The Pre-Performance Routine That Will Get You Into Character

January 21, 2021

It’s the day of the show. You’ve rehearsed countless hours and meticulously developed your character, and you’re ready to make it count. It’s time to get into the right headspace without “getting in your head.” Time to transform naturally without overthinking it. For all the artistry that leads to this moment, getting into character can be an art form in itself, unique to each dancer but resting on some common principles.

Get Grounded

The foundation of a great performance starts before setting foot in the theater or on set. It’s about finding your (mental) center, whatever that looks like for you.

While driving to set, Mollee Gray, a Los Angeles–based dancer and “So You Think You Can Dance” alum, loves to turn up the volume and sing loudly to country music. This serves a double purpose, waking up her vocal chords and taking her to her happy place, so that once she arrives she’s ready for anything—which is especially helpful when filming scenes out of order.

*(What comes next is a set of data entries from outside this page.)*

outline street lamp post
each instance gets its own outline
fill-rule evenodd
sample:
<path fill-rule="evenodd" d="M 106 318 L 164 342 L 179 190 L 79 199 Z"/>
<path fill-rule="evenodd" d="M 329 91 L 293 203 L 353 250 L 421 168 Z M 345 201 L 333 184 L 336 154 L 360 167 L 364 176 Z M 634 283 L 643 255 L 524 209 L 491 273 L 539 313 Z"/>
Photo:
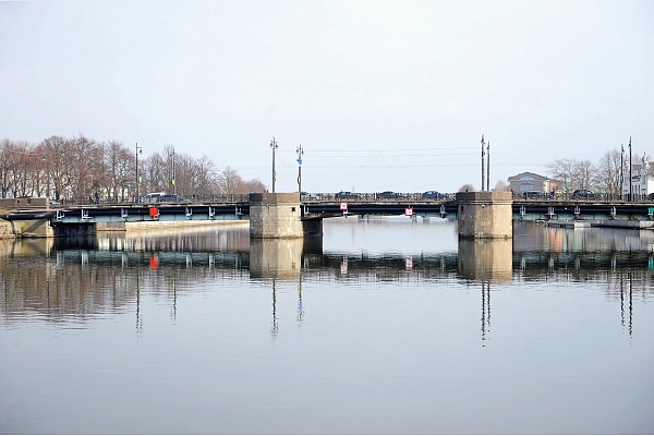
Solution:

For Broadway dancer Morgan Marcell, preshow meditation creates a clean slate. “It’s really important for me to be in a mental space that’s able to accept new things, because then I’m able to make decisions as the character more freely,” she says. If she’s in a distracting location, like a crowded train, she might listen to music or a podcast that the character would listen to. “It gives you a baseline, a mood you’ve set for yourself,” she says.

Viktorina Kapitonova, principal dancer with Boston Ballet, takes quiet time at home before a show. “I lay down and visualize the performance,” she says, “mentally playing the role, feeling her emotions, her thoughts, stepping into her mind.”

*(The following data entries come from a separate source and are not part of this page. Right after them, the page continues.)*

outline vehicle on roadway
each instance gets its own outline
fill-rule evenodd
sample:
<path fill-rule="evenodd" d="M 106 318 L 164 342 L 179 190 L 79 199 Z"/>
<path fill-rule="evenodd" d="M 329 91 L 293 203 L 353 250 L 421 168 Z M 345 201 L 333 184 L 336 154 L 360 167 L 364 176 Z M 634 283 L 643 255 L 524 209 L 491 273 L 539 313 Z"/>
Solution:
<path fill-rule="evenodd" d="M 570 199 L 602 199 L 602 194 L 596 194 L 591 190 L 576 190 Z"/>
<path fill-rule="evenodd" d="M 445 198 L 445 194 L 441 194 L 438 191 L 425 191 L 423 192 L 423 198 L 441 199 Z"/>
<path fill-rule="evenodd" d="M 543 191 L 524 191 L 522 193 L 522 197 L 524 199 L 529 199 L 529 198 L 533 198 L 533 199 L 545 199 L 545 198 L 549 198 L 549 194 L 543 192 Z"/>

Kapitnova wears a blue peasant dress and pointe shoes with her hair own. Her arms are thrown up, and she has a crazed look on her face. Other company dancers stand behind her with concerned faces.
Viktorina Kapitonova in Boston Ballet’s Giselle

Photo by Rosalie O’Connor, Courtesy Boston Ballet

Trust the Rehearsal Process

You’ve spent weeks, or even months, developing your character. Now’s the time to let it go and trust that you’ve done enough. On the day of a performance, getting in and out of character for Gray is “almost like an on-and-off switch,” she says. “On set, I’m not trying to get to a place. My character’s so developed in my head that that’s where I automatically go.”

During Kapitonova’s preshow routine, she puts this trust into practice by intentionally leaving her character behind for the time it takes to warm up. “I need to get my body ready as a machine without thoughts about her,” she says. “She would not go through the exercises I need to prevent injury.”

Let the Transformation Begin

Find mental cues that will trigger your sense memory to get into your character’s mindset. Marcell’s transformation, for instance, begins when she puts on her character’s wig. “For Moulin Rouge! it’s a 1900s hairstyle, and seeing yourself in the mirror, it reminds you of the journey you’re going to go on,” she says. The feel of each character’s shoes also shifts her mindset. “When I put those cancan boots on, my body knows that it’s time to go to war,” she says. In some shows, she might even reinforce sense memory by giving her character a signature scent.

Kapitonova develops small phrases or gestures that she can use in a pinch to help her jump into character quickly, “like a visualization shortcut,” she says. For Giselle, she’ll mentally go to the initial meeting with Albrecht, specifically feeling the moment with her eyes and smile. Or to cue her in to the moment of meeting Bathilde and admiring her dress on the floor, she’ll feel a fabric against her face.

As she waits to go onstage, Kapitonova homes in on her character’s starting point—without thinking about the rest of the story. “It’s really important to start where it all starts and to live in the moment,” she says.

Tailor the Prep to Your Character

Marcell customizes her warm-up to each role, noting the way a specific character uses her body or holds tension.

For some, getting into character might affect preshow interactions with cast and crew. If Gray’s shooting an emotionally difficult scene, for instance, she’ll limit interactions on set. When Kapitonova is dancing Giselle, she’ll refrain from spending time with Albrecht backstage so that they can “meet” for the first time onstage. When dancing Sugar Plum, “I try to have fun with the Nutcracker prince and all the characters as if I am the kind queen of Sugarland,” she says. “Some laughing, jokes, hugs and ‘toi, toi, toi’s to really try to get into the emotion.”

Embrace Your Breaks

Whether it’s intermission or a lunch break in a long day of shooting, a quick reprieve from the emotional intensity can ultimately help you embody the character. “If you’re constantly emoting and giving a great performance, you need to take a step away and really gather your thoughts,” says Gray.

And, when it’s time, the character will still be there. “As soon as you hear ‘Quiet on set,’ ” says Gray, “every­thing else disappears.”